The objective, according to company boss Jesper Jensen, was not to build a road rocket that could outdo the Veyron in terms of raw pace (although the claimed figures – 0-62mph in 3.0sec and 233mph max - aren’t too shabby).
Instead, the idea was to come up with car that could easily be driven every day, yet which could also double as a track weapon.
The ST1 was initially designed as a rolling chassis, built around a steel backbone with double-wishbone suspension and three-way Öhlins adjustable dampers. The massive 7.0-litre supercharged and turbocharged V8 was positioned longitudinally directly behind the passenger cell, and the armoury of radiators and other ancillaries were then scattered around the car.
Once all the hardware was in place and functioning to their satisfaction, the Zenvo crew called on Danish designer Christian Brandt to pen the contours of the carbonfibre bodyshell. The car you see here is the prototype, which has clocked up more than 45,000 miles - and isn't looking at all shabby for it.
The V8 motor is roused into action by twisting an ignition knob on the centre console to the right, depressing the clutch and then pressing the start button atop the chunky piston-shaped gearlever while simultaneously giving the gas pedal a generous prod or two. The 7.0-litre motor erupts into life with a raucous bark, but it immediately settles into a civilised idle.
You'll find that the clutch doesn’t call for Schwarzenegger-esque quadriceps, but slotting the six-speed Ricardo gearbox into first gear (or any other ratio) requires a firm hand. Zenvo technical guru Troels Vollersten explains the gearshift linkages are a bit worn on the prototype car, and that a new set would make for far easier shifting.
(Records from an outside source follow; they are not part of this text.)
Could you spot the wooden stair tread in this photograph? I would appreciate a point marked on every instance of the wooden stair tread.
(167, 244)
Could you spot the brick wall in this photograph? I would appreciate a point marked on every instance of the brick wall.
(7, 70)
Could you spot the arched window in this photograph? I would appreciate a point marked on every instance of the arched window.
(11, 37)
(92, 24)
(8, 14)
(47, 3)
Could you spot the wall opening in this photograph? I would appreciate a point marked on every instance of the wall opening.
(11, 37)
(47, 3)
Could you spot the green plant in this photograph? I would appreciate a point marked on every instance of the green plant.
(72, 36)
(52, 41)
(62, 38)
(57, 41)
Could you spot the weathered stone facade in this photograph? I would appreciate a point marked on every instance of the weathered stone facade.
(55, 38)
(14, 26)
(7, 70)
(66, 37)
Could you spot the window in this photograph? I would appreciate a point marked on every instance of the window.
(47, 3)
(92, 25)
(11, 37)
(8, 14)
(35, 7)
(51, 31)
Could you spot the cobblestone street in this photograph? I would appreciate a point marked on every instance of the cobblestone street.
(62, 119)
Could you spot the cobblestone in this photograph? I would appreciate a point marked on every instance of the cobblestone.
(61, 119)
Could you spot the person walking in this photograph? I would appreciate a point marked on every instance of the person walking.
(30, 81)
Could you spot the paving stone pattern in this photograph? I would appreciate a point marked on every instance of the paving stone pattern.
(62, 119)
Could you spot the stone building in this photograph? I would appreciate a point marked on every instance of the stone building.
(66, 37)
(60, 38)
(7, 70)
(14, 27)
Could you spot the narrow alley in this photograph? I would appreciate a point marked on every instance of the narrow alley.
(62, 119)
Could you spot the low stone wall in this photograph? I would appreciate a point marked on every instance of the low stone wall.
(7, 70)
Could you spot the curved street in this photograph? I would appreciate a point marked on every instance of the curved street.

The ST1 has three engine modes – normal, sport and race – liberating 650bhp, 850bhp and 1104bhp respectively, and selection of any of these is a mere twist-knob away. Traction control is fully operational in the normal mode, and partially so in sport… but you’re on your own in the full-power race mode.
The seat of my pants tells me even the 650bhp setting will be enough to see off most rivals, provided you’re deft enough with your clutch and gearchange work. This is no Honda S2000-style rifle-bolt gearchange requiring mere flicks of the wrist. Instead you need to manhandle the alloy knob from one ratio to the next as shifts are neither light nor quick (but perhaps the new linkages alluded to earlier would help).